The Turbulent Support (TS) and Global Hierarchical Collapse (GHC) models for molecular clouds compared. Differences, convergence, and myths

TL;DR

This paper compares the turbulent support and global hierarchical collapse models for molecular clouds, clarifying their differences, similarities, and misconceptions, and discusses observational tests to distinguish between these two star formation theories.

Contribution

It provides a detailed comparison of TS and GHC models, clarifies misconceptions, and discusses how to observationally differentiate between them.

Findings

TS assumes virial equilibrium or overvirial states in clouds.

GHC models clouds as evolving gravitational flows.

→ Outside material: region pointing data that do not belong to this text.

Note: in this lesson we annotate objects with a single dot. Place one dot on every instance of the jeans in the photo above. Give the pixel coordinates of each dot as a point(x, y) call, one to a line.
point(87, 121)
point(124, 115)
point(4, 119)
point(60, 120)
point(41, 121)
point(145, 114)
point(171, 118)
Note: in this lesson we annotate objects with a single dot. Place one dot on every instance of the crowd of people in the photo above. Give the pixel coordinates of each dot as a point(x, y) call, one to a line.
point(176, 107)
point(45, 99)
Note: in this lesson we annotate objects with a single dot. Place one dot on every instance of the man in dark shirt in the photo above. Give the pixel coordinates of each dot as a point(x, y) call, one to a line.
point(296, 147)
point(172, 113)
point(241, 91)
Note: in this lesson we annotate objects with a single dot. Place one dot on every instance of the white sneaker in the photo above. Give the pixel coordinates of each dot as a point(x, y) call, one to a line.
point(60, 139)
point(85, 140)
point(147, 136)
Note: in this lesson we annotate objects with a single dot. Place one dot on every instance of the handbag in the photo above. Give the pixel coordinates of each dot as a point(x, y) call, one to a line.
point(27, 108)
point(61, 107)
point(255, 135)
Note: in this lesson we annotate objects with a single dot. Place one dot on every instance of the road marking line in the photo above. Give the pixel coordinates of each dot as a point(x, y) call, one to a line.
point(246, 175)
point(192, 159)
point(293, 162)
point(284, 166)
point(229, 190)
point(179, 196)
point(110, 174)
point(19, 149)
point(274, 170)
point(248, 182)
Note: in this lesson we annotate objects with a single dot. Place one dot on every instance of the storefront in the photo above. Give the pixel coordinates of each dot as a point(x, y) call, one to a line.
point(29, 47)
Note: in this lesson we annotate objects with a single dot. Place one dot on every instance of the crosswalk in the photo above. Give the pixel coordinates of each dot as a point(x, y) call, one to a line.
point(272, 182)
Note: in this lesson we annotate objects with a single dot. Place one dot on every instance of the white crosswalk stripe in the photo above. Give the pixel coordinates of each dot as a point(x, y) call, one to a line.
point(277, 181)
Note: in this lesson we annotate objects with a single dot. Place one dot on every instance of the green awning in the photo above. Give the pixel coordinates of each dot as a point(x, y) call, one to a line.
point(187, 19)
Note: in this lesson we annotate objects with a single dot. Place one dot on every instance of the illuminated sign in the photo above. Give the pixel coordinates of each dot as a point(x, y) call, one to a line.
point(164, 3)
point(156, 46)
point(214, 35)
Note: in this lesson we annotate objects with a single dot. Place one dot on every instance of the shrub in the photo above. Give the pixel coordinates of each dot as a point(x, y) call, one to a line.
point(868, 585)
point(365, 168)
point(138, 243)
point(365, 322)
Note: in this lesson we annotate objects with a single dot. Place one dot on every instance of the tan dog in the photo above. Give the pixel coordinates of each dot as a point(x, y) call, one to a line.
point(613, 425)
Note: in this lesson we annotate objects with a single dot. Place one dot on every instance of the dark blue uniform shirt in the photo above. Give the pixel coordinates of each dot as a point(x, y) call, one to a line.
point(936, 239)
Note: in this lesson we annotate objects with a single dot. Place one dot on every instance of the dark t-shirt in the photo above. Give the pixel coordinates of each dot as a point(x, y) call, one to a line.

Observational tests can distinguish between models based on structure binding.

Abstract

We provide a detailed comparison between the ``turbulent support'' (TS) and ``global hierarchical collapse'' (GHC) models for molecular clouds and star formation, their respective interpretations of the observational data, the features they share, and suggested tests and observations to discern between them. Also, we clarify common misconceptions in recent literature about the global and hierarchical nature of the GHC scenario, and briefly discuss the evolution of some aspects of both models toward convergence. TS assumes that star-forming molecular clouds and their substructures are either in approximate virial equilibrium between gravity and turbulence or overvirial, so that the cloud is either confined or expanding, and its substructures (clumps, filaments and cores) are produced by turbulent compressions. In this scheme, the star formation rate (SFR) is time-independent and determined by the turbulent and gravitational parameters of the clouds, in particular the virial parameter $\av$. Conversely, GHC assumes that most star-forming molecular clouds and their substructures are part of a continuous gravitationally-driven flow, each accreting from their parent structure. Therefore, GHC is an intrinsically {\it evolutionary} model for the clouds and their star formation rate, determined by the evolution of the collapse flow. It interprets nonthermal motions as a mixture of infall and turbulent components, with the relative importance of the former increasing as the objects become denser and/or more massive, and thus $\av$ is an {\it evolving variable} of the clouds. Tests that may provide clues to distinguishing between TS and GHC must take into account that the innermost parts of globally gravitationally bound structures may not locally appear bound, and thus the binding may have to be searched for at the largest scale of the structure.